Project Title Early Detection of Epithelial Ovarian Cancer Using Exhaled Breath Markers
Researcher Michael McCulloch, LAc, MPH, PhD, Pine Street Foundation, San Anselmo, CA
Study Abstract Epithelial ovarian cancer is the fifth leading cause of cancer death in women. Early diagnosis is the most important step toward reducing morbidity and mortality from epithelial ovarian cancer. Our laboratories have developed preliminary data suggesting that exhaled breath condensate may provide an important source of biomarkers diagnostic of ovarian cancer. Our primary hypothesis is that using patients with epithelial ovarian cancer can be readily distinguished from both healthy controls and endometriosis or polycystic ovarian syndrome controls, using solely analysis of exhaled breath condensate. We propose this distinction can be made using both sophisticated chemical analysis (GC/FT-ICR MS) and a biological method (canine scent detection).

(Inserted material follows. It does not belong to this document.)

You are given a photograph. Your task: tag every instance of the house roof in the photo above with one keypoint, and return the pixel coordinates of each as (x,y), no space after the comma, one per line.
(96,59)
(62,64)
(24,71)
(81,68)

Project Title Breast Cancer Risk in Young Women Study
Researcher Paul Goodfellow, PhD, Washington University School of Medicine, St. Louis, MO
Study Abstract Breast cancer takes its greatest toll on young women. Young women frequently have biologically aggressive tumors. They often present with advanced disease and their tumors are frequently hormone non- responsive, thereby limiting treatment options. Young women suffer lower than average disease-free and overall survival. The work proposed is focused on discovery of the as yet unknown genetic risk factors that underlie development of early-onset breast cancer. These findings will pave the way for future studies to elucidate how genetic risk and environmental factors interact and account for the aggressive tumors and poor outcome young breast cancer patients experience. We hypothesize copy number variants (CNVs) play an important role in risk for development of early-onset breast cancer.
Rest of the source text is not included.